A Polícia Civil investiga a mensagem publicada em uma rede social que ameaça gays por meio de grupos de extermínio em Goiás. O texto foi postado nos comentários de uma transmissão ao vivo do jornal O Popular, logo após o resultado das eleições, no domingo (28), que elegeu Jair Bolsonaro presidente. A Ordem dos Advogados do Brasil, seção Goiás, e o Ministério Público Estadual também acompanham o caso.


''Grupos de extermínio dos gays no Goiás. Vamos juntos lutar pela família brasileira e por fim nesses filhos do demônio. A favor da família tradicional. Gay bom é morto, junte-se a nós'', cita o post.

O perfil no Facebook responsável pela publicação tinha o nome de uma mulher.
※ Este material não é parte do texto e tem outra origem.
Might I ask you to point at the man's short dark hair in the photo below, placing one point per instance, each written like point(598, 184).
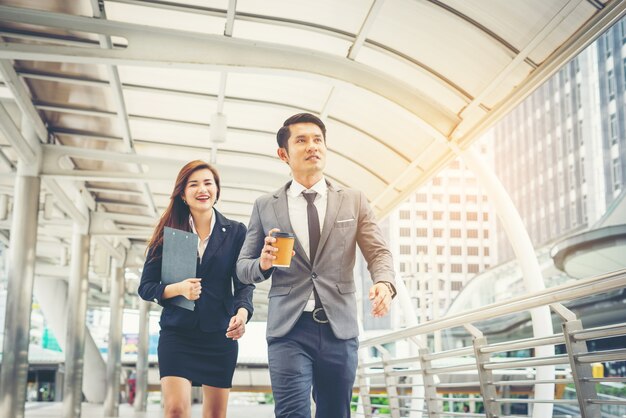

Tanto a página quanto a mensagem foram apagadas logo após a publicação e repercussão do caso.

O Boas Escolhas tenta contato com a internauta, por mensagem e ligação de celular, para que ela se pronuncie sobre o caso, mas não obteve retorno até a publicação desta reportagem.

O Ministério Público Federal recebeu denúncias de nove pessoas que se sentiram ameaçadas pela mensagem. Os documentos foram reunidos e serão encaminhados a alguma promotoria, que ainda não foi definida, para a devida investigação.

O Boas Escolhas também pediu, por e-mail, um posicionamento à assessoria de imprensa do Facebook para saber se a empresa tomará alguma medida em relação ao post da internauta e aguarda retorno. De qualquer forma, em seus termos de serviço, a empresa proíbe que o produto seja utilizado para fazer ou compartilhar algo discriminatório, que infrinja ou viole direitos de outra pessoa.